Aujourd’hui, deux problématiques se mélangent. D’un côté l’on a des groupes armés en Syrie et en Irak, comme l’EI qui considère que la France et les pays occidentaux sont leur ennemi. Sur cela se greffe une situation, en France, où les relations avec les populations issues de l’immigration et de pays musulmans se sentent, pour de multiples raisons, discriminées. L’articulation entre ces deux problématiques provoque une radicalisation de chaque côté depuis les années 2000. Il y a ainsi une grande difficulté, en France notamment, à faire la part des choses : il est pratiquement impossible de comparer la politique du mouvement Ennahda en Tunisie, à celle de l’Etat islamique. Ces organisations sont diamétralement opposées, idéologiquement et politiquement. Dans la bande de Gaza, le Hamas a lui-même été l’objet et la cible d’attentats commis par l’Etat islamique, l’été dernier. Et pourtant : la catégorie islam politique, ou islamisme est utilisée régulièrement par des hommes politiques, des journalistes et des intellectuels pour décrire un ensemble très vaste et hétérogènes de mouvements. En dépit du travail de chercheurs et de journalistes, le grand public manque de clés pour comprendre la situation.
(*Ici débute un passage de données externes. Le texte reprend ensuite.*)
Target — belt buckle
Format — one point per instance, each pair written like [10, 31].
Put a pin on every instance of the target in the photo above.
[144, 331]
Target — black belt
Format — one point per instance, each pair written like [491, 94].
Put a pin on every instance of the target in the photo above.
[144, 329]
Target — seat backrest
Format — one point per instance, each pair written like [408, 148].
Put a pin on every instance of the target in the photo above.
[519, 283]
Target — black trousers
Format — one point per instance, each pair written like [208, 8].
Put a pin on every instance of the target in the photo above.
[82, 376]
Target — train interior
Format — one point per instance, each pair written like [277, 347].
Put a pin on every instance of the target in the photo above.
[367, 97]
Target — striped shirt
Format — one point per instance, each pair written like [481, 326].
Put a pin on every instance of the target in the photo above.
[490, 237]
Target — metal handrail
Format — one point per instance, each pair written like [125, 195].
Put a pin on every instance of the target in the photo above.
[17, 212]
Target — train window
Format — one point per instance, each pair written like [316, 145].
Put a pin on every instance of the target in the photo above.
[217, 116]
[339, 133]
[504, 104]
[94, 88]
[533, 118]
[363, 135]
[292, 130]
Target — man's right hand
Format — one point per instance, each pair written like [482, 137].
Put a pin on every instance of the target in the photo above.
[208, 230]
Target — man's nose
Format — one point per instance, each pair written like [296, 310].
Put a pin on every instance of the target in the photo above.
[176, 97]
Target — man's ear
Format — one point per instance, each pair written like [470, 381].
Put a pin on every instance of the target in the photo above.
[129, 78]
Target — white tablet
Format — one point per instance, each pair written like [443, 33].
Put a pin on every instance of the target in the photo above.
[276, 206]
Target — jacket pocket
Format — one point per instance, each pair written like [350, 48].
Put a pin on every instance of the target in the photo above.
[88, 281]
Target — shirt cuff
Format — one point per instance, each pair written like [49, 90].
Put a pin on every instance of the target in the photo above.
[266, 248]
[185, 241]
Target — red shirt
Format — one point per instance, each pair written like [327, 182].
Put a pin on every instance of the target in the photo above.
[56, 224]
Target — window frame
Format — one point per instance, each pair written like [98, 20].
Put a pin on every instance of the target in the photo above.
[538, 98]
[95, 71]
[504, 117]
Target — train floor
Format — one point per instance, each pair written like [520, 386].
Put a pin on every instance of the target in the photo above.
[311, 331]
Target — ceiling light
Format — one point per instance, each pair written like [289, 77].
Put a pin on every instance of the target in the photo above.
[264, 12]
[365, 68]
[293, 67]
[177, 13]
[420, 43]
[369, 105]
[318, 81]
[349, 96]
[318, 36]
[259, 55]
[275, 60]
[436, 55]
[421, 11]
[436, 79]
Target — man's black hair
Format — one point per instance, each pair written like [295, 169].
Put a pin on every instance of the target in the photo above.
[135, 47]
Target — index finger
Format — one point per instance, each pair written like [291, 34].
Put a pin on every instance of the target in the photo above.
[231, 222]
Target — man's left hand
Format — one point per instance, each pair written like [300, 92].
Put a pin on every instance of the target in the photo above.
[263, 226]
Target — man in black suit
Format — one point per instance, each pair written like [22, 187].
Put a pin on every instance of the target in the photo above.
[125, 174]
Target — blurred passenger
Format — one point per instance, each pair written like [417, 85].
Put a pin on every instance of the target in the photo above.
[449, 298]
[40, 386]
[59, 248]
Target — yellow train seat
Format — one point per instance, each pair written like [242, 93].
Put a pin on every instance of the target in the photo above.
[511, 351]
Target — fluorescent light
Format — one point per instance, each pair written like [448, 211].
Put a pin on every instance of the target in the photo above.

Ainsi, la peur d’un islam politique « global », parfois fantasmé, se greffe à la construction d’un « autre musulman » en France, toujours suspect de ne pas être assez intégré : l’effet des lois sur le voile en France depuis 2004, la construction d’une nouvelle idéologie laïque radicale depuis le milieu des années 2000, notamment dans une partie de la gauche française, la montée des discours d’extrême-droite sur la non-intégration des populations d’origine immigrés, se télescopent avec les images qui nous viennent de Syrie ou d’Irak. Le parcours des auteurs des attentats meurtriers de novembre 2015 à Paris, ceux de Bruxelles, est lui-aussi ramené à un simple islamisme « global » qui serait le même de Paris à Baghdad. Cette construction médiatique et politique d’un islamisme global, qui ne fait aucune distinction entre les différents courants, est dangereuse, car elle encourage en réalité la radicalisation : lorsqu’on se tait par exemple sur la répression en Egypte contre les Frères musulmans, ou qu’on encourage le maintien au pouvoir du général Sissi, on ne réalise pas que c’est justement l’interdiction des Frères musulmans et le passage par la case prison de nombres de ses activistes qui est désormais susceptible de radicaliser de larges franges de la jeunesse égyptienne.